Recently I’ve been working with Scala. Scala’s collections api is much richer than Java’s and offers mutable and immutable implementations for most of the common collection types. I’ve always been interested in algorithm and data structure performance so I decided to run some benchmarks to see how the collections performed. I was most interested in the relationship between mutable and immutable collections.
Note: Scala does list the expected performance characteristics of the collections but it doesn’t show the relative performance of the types.
Two very common scenarios are appending to a collection (e.g. reading from a file or database cursor) and then iterating through the collection. It’s widely known that prepending to a list then reversing it can yield greater performance (for some implementations) so I also tried this.
As you can see in the source code, all I am doing is iterating through a list of 1000 Ints and appending each element to a collection of a given type. It’s trivial but it’s also very common. Here are the results:
Appending
Appending 1000 elements to the given collection. Benchmarks marked with M use mutable collections
Collection | Throughput (ops/s) |
---|---|
M ArrayBuffer | 173,677 |
M ArrayBuilder | 117,886 |
M ListBuffer | 69,692 |
List (prepend) | 60,677 |
M Array * | 49,790 |
M ListBuffer (prepend) | 39,799 |
Queue | 38,482 |
M MutableQueue | 30,996 |
M MutableList | 30,839 |
Stack (prepend) | 29,370 |
Vector (prepend) | 26,910 |
Vector | 26,882 |
M MutableQueue (prepend) | 17,007 |
M ArrayBuffer (prepend) | 16,634 |
M MutableList (prepend) | 16,047 |
Array (using a view) ** | 14,604 |
Queue (prepend) | 353 |
List | 307 |
Stack | 98 |
* As you can see in the source, I actually allocated a 1000 element array then copied each element into the slot so it’s not strictly an append operation.

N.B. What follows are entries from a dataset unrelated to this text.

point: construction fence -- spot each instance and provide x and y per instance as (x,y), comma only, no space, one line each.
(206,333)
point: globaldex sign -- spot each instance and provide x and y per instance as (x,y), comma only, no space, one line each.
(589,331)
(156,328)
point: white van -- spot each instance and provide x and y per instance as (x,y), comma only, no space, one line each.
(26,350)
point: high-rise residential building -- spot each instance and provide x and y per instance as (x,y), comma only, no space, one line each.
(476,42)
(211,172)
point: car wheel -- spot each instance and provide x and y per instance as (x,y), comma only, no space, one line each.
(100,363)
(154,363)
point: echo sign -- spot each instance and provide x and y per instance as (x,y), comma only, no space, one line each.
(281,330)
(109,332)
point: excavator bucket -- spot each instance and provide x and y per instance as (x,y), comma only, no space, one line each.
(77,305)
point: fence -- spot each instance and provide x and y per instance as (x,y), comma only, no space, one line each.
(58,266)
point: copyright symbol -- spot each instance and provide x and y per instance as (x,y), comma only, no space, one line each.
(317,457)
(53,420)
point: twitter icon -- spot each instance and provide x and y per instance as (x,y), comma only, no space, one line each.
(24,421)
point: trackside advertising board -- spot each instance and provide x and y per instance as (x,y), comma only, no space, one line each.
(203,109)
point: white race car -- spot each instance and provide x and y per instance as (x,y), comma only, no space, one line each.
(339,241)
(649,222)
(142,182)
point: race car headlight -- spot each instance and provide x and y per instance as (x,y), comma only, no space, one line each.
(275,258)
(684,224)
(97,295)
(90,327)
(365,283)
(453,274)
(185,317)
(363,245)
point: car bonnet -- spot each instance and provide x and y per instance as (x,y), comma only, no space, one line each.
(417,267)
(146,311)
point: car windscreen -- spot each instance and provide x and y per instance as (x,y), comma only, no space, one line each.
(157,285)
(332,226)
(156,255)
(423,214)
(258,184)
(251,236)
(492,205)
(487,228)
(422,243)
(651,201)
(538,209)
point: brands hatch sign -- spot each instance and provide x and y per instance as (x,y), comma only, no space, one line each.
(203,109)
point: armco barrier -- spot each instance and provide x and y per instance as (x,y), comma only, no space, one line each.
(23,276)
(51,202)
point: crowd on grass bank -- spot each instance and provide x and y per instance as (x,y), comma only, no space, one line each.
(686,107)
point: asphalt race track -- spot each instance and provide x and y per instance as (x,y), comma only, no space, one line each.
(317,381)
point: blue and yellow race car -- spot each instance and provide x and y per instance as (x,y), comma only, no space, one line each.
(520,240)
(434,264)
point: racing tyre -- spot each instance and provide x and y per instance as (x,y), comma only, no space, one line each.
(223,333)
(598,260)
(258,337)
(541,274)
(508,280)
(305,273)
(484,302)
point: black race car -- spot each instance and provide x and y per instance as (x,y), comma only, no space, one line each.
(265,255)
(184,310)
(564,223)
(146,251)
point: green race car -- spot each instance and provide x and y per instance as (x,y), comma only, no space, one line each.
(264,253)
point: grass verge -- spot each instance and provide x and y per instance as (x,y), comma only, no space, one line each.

Whether this is a valid benchmark is subject to interpretation. see “array-comparison” (below) also
** For the Array benchmarks I need to get the current index of the source List. I’ve done this using zipWithIndex. A common optimisation when using zipWithIndex is to call it on a view however this yields worse performance! As I’ve said many times before - don’t assume A will be quicker than B - prove it! The overhead of the optimisation quite often outweighs the performance gains.
Mutable vs Immutable collections
We can get very good performance out of the standard immutable List. Don’t assume that immutable collections are inherently slow - they’re not.
Lists
Immutable lists offer good performance and as you’ll see in the traversal benchmarks, traversal is also performant. Prepending to an immutable list then reversing it is much faster than simply appending. This is to be expected but the magnitude of the difference surprised me.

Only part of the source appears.